The district contains a number of outstanding early Creole cottages, such as those at 1308 St. Claude Avenue and 1020-22 Treme Street, both dating from the 1830s. Larger scale townhouses can be found at 1301-1313 Gov. Nicholls, built in the 1840s. Treme saw continued development in the later 19th century, as the row of outstanding double shotgun cottages at 1201-1217 Ursulines, built in the 1890s, indicates.

Larger scale houses can also be found scattered throughout the area, including the nearly identical pair at 2003 and 2013 Dumaine Street. The most dominant house type in the district above North Claiborne is the late 19th century shotgun cottage. Perhaps the finest specimen is located 2017 St. Philip Street, with its spectacular ornamental millwork details.

After the mid 20th century, large scale development projects caused the destruction of residential and neighborhood uses in the district. At the Villere and St. Philip Street boundaries of the district, Armstrong Park, whose development began in the 1960s, occupies twelve former residential blocks of the original Faubourg Treme.

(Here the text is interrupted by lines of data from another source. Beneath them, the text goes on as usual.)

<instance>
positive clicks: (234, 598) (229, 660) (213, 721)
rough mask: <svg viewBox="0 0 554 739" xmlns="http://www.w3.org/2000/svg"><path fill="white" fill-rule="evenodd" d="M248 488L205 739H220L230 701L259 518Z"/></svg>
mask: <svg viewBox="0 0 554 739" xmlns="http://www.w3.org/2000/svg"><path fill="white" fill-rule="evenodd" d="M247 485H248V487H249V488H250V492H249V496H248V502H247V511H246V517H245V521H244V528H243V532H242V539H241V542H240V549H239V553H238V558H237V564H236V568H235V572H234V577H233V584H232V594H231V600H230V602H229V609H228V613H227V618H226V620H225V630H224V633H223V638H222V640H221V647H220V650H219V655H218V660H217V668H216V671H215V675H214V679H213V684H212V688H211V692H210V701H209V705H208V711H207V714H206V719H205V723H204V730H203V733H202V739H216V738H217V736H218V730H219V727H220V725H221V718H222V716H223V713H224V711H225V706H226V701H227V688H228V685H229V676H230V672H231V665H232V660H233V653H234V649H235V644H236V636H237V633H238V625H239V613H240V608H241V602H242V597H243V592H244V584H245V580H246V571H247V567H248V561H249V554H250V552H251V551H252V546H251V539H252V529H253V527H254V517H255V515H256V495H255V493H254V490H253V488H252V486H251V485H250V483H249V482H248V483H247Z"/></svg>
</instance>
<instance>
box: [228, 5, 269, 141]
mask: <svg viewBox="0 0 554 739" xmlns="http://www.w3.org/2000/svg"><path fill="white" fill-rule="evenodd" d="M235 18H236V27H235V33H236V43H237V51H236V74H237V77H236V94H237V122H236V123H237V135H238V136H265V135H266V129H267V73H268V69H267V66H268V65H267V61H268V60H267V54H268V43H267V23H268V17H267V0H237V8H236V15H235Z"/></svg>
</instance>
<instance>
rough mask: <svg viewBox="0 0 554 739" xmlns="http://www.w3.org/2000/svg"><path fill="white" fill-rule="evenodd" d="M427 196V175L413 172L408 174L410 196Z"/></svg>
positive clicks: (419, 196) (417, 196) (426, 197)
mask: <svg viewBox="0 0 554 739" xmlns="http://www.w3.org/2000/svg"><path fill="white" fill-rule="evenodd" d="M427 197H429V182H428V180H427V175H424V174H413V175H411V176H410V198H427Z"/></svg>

As in the Esplanade Ridge Historic District, the construction in the 1960s of an elevated expressway on North Claiborne Avenue radically changed the scale, character and uses of this important neighborhood corridor.

The area of the district between North Claiborne Avenue and North Rampart Street is subject to the full control of the commission. The area above North Claiborne is subject only to control of demolition and demolition by neglect.